Avec ses grands sujets (l’Histoire, la Culture, la Politique) et ses effets de forme (travail sur la matière, montage virtuose), son cinéma n’est pas ce qu’on pourrait appeler un cinéma subtil. Les grands films de des Pallières sont des œuvres « complexes, mais avec un vocabulaire très pauvre, très simple, très réduit », selon ses propres termes. Ce qui est pourtant loin d’en faire un cinéma tautologique. C’est que, tout en se lançant de front à l’assaut du Sens, à bras le corps et parfois même avec de gros sabots, il ne se contente pas de cela ; il convoque l’impureté, frotte le noble au prosaïque (le mythe de Noé et un vendeur de slips dans Adieu), trace des ponts énigmatiques (Chaplin et des vaches dans Is Dead), ouvre en somme des brèches inattendues. Détonant cocktail qui fait rendre gorge au sens et produit de l’ambiguïté, de la dialectique et du mystère, en même temps que de puissantes émotions. Et c’est peut-être ce qui clochait dans ses deux derniers longs métrages : le manque d’impureté. Dans le soustractif Michael Kohlhaas, le sens était englouti dans un flot homogène de sensations (le vent lourd, les herbes sèches, les insectes).
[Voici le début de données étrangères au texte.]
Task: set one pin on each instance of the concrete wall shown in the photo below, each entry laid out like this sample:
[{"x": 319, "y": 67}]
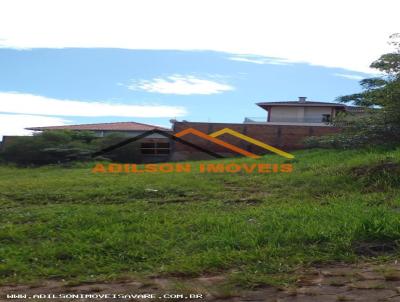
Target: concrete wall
[
  {"x": 298, "y": 114},
  {"x": 284, "y": 137}
]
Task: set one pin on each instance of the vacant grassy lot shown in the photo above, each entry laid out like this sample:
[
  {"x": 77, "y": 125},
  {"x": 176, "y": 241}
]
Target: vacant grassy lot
[{"x": 256, "y": 228}]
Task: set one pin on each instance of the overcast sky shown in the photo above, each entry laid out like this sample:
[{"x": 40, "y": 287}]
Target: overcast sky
[{"x": 153, "y": 60}]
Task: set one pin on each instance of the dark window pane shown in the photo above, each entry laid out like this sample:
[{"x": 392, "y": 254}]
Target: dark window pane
[
  {"x": 162, "y": 151},
  {"x": 148, "y": 151},
  {"x": 148, "y": 145}
]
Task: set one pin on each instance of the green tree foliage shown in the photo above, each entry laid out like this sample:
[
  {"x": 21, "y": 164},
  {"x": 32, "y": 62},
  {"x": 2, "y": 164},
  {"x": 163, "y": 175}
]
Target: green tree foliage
[
  {"x": 50, "y": 147},
  {"x": 380, "y": 125}
]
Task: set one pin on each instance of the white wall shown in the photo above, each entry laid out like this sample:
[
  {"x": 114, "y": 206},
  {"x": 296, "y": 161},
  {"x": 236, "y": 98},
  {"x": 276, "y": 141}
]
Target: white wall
[{"x": 298, "y": 114}]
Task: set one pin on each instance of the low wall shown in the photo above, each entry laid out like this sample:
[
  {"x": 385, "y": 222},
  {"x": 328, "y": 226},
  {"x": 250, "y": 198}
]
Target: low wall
[{"x": 285, "y": 137}]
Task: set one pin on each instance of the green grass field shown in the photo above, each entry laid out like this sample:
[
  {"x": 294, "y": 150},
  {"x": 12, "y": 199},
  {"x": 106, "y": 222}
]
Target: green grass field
[{"x": 71, "y": 224}]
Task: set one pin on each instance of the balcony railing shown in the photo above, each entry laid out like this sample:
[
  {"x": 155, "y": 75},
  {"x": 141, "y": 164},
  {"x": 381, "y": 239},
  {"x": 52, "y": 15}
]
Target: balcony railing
[{"x": 312, "y": 120}]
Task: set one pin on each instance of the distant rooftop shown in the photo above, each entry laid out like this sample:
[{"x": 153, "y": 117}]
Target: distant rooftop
[
  {"x": 301, "y": 102},
  {"x": 119, "y": 126}
]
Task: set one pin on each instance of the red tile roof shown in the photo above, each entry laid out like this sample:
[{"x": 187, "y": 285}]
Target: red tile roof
[{"x": 119, "y": 126}]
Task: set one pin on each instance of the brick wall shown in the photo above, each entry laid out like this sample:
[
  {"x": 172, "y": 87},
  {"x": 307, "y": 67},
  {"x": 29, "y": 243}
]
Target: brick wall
[{"x": 284, "y": 137}]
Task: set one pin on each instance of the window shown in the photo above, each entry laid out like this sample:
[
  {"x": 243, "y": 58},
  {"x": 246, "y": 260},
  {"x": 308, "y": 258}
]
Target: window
[
  {"x": 326, "y": 118},
  {"x": 154, "y": 148}
]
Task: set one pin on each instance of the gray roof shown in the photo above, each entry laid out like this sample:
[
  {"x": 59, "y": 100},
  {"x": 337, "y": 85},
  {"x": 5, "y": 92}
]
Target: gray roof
[{"x": 300, "y": 103}]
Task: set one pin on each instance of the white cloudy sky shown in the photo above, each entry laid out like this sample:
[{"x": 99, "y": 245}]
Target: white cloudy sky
[
  {"x": 338, "y": 33},
  {"x": 345, "y": 35}
]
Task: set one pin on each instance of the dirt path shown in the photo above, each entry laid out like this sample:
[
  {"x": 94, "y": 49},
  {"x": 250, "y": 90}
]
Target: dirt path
[{"x": 364, "y": 282}]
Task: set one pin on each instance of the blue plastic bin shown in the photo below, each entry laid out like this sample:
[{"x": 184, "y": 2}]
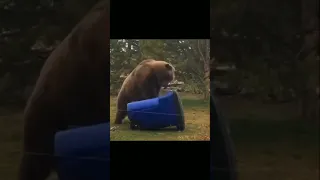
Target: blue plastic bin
[
  {"x": 157, "y": 113},
  {"x": 83, "y": 153}
]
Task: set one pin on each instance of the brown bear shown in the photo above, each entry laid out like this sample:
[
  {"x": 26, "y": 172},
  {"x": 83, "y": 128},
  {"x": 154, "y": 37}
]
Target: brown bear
[
  {"x": 144, "y": 82},
  {"x": 71, "y": 90}
]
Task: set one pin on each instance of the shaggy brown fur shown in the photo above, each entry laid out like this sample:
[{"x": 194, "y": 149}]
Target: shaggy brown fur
[
  {"x": 71, "y": 90},
  {"x": 144, "y": 82}
]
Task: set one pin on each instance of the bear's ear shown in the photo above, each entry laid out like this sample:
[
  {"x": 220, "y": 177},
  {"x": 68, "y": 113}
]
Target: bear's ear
[{"x": 168, "y": 66}]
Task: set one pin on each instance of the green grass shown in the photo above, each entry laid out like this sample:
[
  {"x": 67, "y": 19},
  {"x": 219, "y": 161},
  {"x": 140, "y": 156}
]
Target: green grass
[{"x": 197, "y": 119}]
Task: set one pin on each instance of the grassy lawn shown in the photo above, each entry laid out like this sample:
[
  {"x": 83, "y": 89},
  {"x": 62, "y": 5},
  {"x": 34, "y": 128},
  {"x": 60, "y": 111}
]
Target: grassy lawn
[
  {"x": 197, "y": 119},
  {"x": 270, "y": 143}
]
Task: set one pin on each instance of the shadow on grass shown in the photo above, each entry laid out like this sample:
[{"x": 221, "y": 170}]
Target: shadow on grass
[
  {"x": 265, "y": 131},
  {"x": 194, "y": 103}
]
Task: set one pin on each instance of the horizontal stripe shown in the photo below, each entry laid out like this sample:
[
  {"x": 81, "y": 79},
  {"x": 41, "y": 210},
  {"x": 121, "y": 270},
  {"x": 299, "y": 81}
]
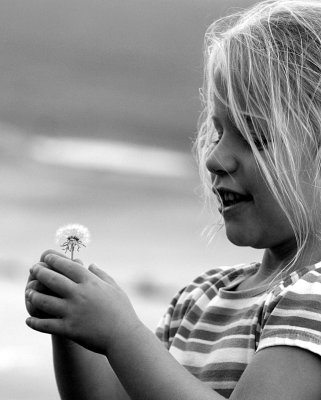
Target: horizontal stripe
[{"x": 215, "y": 333}]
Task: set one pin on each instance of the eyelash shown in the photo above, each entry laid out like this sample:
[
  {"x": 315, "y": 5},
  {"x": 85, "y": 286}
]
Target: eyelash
[{"x": 256, "y": 141}]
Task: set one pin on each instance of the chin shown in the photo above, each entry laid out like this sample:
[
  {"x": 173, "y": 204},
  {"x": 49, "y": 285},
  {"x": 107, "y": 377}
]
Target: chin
[{"x": 242, "y": 239}]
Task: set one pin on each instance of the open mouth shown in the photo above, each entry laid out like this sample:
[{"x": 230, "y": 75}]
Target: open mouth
[{"x": 229, "y": 198}]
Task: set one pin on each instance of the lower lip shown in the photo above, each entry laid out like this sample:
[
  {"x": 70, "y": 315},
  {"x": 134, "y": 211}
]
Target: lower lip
[{"x": 237, "y": 207}]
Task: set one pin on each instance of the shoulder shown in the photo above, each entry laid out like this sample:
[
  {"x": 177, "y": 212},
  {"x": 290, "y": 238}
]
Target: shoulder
[
  {"x": 201, "y": 290},
  {"x": 292, "y": 312}
]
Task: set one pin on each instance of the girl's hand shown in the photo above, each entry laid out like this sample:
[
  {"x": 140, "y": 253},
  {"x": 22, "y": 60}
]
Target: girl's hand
[
  {"x": 86, "y": 306},
  {"x": 34, "y": 284}
]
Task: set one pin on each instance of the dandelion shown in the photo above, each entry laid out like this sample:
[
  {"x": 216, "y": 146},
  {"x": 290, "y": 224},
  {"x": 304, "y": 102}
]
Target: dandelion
[{"x": 71, "y": 237}]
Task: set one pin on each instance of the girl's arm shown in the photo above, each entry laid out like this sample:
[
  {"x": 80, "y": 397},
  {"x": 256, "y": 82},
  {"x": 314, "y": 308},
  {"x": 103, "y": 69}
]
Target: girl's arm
[
  {"x": 93, "y": 311},
  {"x": 82, "y": 374}
]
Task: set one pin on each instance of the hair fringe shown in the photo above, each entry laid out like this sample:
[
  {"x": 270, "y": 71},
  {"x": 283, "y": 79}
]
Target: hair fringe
[{"x": 269, "y": 59}]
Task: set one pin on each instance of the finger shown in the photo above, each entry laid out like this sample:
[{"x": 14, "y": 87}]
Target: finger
[
  {"x": 45, "y": 253},
  {"x": 55, "y": 326},
  {"x": 53, "y": 280},
  {"x": 50, "y": 251},
  {"x": 48, "y": 304},
  {"x": 67, "y": 267},
  {"x": 36, "y": 285},
  {"x": 31, "y": 277},
  {"x": 101, "y": 274}
]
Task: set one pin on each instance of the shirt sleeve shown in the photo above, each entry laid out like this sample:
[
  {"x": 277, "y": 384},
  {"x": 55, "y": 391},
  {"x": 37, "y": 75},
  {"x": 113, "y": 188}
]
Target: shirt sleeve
[
  {"x": 293, "y": 317},
  {"x": 184, "y": 300}
]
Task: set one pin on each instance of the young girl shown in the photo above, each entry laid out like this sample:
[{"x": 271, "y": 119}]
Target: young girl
[{"x": 251, "y": 331}]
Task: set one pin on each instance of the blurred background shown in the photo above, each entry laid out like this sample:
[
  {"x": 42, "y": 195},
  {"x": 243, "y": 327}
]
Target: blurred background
[{"x": 99, "y": 103}]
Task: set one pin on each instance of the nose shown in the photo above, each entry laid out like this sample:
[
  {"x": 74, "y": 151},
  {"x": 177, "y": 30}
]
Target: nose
[{"x": 221, "y": 160}]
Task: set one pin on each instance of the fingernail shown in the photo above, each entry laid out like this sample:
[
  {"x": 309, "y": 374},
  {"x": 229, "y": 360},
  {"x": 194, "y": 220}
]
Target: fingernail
[{"x": 48, "y": 258}]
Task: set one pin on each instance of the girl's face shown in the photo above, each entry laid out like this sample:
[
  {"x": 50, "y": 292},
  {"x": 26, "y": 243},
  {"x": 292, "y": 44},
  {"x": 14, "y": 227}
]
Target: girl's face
[{"x": 251, "y": 213}]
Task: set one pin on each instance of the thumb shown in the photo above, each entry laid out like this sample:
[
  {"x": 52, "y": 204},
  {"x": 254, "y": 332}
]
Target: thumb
[
  {"x": 100, "y": 273},
  {"x": 78, "y": 260}
]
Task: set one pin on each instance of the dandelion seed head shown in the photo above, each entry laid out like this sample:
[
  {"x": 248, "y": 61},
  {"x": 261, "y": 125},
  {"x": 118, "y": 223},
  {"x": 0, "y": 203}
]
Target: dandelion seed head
[
  {"x": 75, "y": 231},
  {"x": 72, "y": 236}
]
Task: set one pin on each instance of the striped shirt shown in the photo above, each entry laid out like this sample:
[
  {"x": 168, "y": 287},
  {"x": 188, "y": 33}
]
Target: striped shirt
[{"x": 214, "y": 331}]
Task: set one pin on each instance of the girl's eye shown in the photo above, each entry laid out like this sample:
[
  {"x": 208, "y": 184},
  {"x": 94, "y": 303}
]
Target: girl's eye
[{"x": 260, "y": 144}]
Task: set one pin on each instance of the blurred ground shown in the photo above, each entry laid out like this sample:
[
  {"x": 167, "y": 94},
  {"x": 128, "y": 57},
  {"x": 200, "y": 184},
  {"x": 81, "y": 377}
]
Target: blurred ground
[{"x": 98, "y": 106}]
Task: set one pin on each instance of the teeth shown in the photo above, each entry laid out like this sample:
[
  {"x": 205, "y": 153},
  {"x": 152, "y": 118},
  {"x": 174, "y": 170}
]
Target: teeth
[{"x": 230, "y": 197}]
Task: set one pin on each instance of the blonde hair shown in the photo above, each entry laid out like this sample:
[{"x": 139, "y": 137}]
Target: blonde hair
[{"x": 268, "y": 58}]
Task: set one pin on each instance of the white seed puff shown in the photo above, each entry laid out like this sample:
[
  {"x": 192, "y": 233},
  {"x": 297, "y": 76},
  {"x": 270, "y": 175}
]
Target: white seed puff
[{"x": 72, "y": 236}]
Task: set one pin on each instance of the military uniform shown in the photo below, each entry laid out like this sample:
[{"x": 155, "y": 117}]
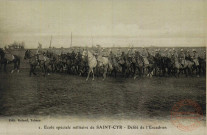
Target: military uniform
[
  {"x": 144, "y": 55},
  {"x": 195, "y": 58},
  {"x": 182, "y": 58}
]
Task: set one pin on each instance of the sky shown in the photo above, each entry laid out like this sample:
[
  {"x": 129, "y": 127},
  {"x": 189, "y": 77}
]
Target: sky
[{"x": 105, "y": 22}]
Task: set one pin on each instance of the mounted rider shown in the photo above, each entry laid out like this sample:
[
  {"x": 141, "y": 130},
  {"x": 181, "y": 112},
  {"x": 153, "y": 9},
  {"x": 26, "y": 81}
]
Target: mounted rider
[
  {"x": 195, "y": 57},
  {"x": 188, "y": 56},
  {"x": 169, "y": 54},
  {"x": 144, "y": 55},
  {"x": 181, "y": 57}
]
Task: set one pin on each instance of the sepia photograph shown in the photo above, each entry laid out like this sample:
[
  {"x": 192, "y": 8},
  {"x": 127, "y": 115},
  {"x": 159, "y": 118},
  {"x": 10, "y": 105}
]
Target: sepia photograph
[{"x": 103, "y": 67}]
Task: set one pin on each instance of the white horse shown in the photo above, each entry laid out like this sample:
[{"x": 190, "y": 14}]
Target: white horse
[{"x": 93, "y": 62}]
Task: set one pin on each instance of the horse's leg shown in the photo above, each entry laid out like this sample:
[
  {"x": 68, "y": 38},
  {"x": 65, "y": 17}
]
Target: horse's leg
[{"x": 88, "y": 74}]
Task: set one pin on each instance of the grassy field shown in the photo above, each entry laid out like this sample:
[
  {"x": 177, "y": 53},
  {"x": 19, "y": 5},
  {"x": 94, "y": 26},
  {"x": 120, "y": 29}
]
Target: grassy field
[{"x": 60, "y": 94}]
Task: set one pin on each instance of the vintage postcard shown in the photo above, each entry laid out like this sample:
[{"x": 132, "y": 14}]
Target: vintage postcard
[{"x": 105, "y": 67}]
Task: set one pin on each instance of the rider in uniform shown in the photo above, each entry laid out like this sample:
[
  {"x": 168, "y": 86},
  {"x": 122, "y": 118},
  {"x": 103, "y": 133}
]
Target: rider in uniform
[
  {"x": 195, "y": 57},
  {"x": 188, "y": 56},
  {"x": 182, "y": 57},
  {"x": 144, "y": 55},
  {"x": 169, "y": 55}
]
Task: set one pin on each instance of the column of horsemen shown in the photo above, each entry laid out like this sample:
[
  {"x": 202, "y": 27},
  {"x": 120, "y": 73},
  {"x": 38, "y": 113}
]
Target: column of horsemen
[{"x": 129, "y": 63}]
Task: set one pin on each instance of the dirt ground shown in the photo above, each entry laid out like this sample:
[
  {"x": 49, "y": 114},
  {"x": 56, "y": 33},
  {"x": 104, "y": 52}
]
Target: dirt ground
[{"x": 61, "y": 94}]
Dans Orpheline, il se dissolvait dans la quête d’un certain naturel, dans le flux des pulsions de l’héroïne et des coups du sort s’abattant sur elle.
Épuisement
Un vieil homme, disions-nous. Et des cartons patiemment égrenés, résurgences de l’art ébouriffant de l’intertitre déployé par le cinéaste dans Diane Wellington et Poussières d’Amérique, à la croisée de la nécessité du récit et du suspense plastique, de la délivrance d’information et de la déflagration affective. Il s’agit de la visite d’un jeune artiste à son ancien maître Degas, qui est aussi – superposition encore, écart toujours – celle du cinéaste à son ami et acteur Michael Lonsdale. Ce dernier a pris de l’âge et de la barbe, ressemble plus que jamais à un vieux chien sage sorti d’un dessin animé japonais. C’est totalement Lonsdale, mais ce pourrait être Degas. La « reconstitution » se limite au costume porté par l’interprète ; son vieil appartement bourgeois fait illusion quelques secondes, mais à bien y regarder, rien n’a été fait pour gommer les traces du contemporain : on aperçoit même un numéro de portable sur un post-it. Et pourtant, puissance de la matière filmique, chimie picturale des couleurs, magie de l’incarnation : on s’y croit. Plus que dans n’importe quel film d’époque besogneux.
Les images sont muettes, mais on jurerait entendre le timbre aigu et suave, le ton réfléchi et gourmand du comédien, qui ne tardera pas à se manifester. Pour l’instant : des paroles sans son, des yeux embués de larmes et encore des cartons, simples et poignants, évoquant la dégénérescence de l’homme et de l’artiste, la mort du second semblant toujours précéder celle du premier, à qui elle offre un triste et impuissant sursis. On est ému, mais on commence à se demander si cet hommage au vieux maître, accompagné d’une variation dépressive sur une sonate de Schubert, tiendra la distance ; s’il ne risque pas de virer à la marche funèbre ou à l’entre-soi.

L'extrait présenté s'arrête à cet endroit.